Department of Medicine and Surgery, Pathology, IRCCS Fondazione San Gerardo dei Tintori, University of Milano-Bicocca, Italy.
Department of Medical Surgical Sciences and Biotechnologies, Sapienza University of Rome, Rome, Italy.
Pathologica. 2024 Apr;116(2):104-118. doi: 10.32074/1591-951X-990.
Kidneys are often targets of systemic vasculitis (SVs), being affected in many different forms and representing a possible sentinel of an underlying multi-organ condition. Renal biopsy still remains the gold standard for the identification, characterization and classification of these diseases, solving complex differential diagnosis thanks to the combined application of light microscopy (LM), immunofluorescence (IF) and electron microscopy (EM). Due to the progressively increasing complexity of renal vasculitis classification systems (e.g. pauci-immune vs immune complex related forms), a clinico-pathological approach is mandatory and adequate technical and interpretative expertise in nephropathology is required to ensure the best standard of care for our patients. In this complex background, the present review aims at summarising the current knowledge and challenges in the world of renal vasculitis, unveiling the potential role of the introduction of digital pathology in this setting, from the creation of hub-spoke networks to the future application of artificial intelligence (AI) tools to aid in the diagnostic and scoring/classification process.

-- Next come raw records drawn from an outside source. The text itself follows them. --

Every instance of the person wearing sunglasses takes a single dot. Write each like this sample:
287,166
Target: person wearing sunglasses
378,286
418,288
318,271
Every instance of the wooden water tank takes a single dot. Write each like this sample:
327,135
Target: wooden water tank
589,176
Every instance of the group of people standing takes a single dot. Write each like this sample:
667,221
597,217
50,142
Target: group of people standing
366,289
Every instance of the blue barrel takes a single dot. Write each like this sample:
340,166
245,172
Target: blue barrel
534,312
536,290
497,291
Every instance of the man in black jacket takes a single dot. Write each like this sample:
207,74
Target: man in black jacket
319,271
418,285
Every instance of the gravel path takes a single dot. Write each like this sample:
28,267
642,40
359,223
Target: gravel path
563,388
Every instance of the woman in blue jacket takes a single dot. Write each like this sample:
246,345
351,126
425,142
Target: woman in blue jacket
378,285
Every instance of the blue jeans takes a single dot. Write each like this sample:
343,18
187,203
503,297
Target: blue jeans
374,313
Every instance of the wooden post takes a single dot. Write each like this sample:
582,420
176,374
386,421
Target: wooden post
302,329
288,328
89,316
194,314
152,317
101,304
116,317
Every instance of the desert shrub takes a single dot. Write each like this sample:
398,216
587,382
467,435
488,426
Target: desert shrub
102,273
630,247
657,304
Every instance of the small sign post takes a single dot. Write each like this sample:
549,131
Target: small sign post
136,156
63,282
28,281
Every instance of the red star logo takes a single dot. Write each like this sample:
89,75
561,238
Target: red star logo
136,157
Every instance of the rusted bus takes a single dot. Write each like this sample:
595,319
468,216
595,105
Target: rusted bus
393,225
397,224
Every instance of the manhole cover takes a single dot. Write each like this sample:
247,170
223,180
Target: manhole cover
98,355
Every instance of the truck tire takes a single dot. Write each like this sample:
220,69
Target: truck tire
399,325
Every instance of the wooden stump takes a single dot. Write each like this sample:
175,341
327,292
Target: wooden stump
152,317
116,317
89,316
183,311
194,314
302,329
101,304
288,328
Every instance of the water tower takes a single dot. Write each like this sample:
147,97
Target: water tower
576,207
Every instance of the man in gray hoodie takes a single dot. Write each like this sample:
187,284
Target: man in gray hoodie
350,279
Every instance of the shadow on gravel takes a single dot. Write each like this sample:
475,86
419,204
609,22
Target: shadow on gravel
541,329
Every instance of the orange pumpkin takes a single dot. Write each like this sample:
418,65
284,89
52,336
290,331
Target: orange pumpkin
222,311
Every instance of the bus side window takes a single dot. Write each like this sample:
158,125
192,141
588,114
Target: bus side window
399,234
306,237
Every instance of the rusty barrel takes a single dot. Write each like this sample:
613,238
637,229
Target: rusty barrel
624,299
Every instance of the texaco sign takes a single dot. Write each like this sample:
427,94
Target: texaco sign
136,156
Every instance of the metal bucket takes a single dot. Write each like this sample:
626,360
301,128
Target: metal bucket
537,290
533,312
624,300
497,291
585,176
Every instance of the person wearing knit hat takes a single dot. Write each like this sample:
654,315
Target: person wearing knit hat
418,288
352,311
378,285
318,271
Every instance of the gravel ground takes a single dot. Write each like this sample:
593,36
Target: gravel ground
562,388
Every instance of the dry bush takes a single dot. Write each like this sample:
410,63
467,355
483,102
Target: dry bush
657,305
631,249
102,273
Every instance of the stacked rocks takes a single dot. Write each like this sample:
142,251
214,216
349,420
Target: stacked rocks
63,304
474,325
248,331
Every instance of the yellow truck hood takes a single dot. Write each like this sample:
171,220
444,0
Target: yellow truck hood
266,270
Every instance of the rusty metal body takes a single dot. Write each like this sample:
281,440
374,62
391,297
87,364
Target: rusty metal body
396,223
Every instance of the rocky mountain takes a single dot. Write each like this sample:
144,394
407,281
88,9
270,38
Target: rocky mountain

肾脏通常是系统性血管炎(SVs)的靶器官,以多种不同形式受到影响,并可能成为潜在的多器官疾病的预警信号。肾脏活检仍然是确定、描述和分类这些疾病的金标准,通过结合应用光学显微镜(LM)、免疫荧光(IF)和电子显微镜(EM),解决复杂的鉴别诊断问题。由于肾脏血管炎分类系统的复杂性不断增加(例如,寡免疫与免疫复合物相关形式),必须采用临床病理方法,并且需要在肾脏病学方面具备足够的技术和解释专业知识,以确保为我们的患者提供最佳的护理标准。在这一复杂背景下,本综述旨在总结肾脏血管炎领域的现有知识和挑战,揭示数字病理学在这一领域的潜在作用,从创建中心辐射网络到未来应用人工智能(AI)工具来辅助诊断和评分/分类过程。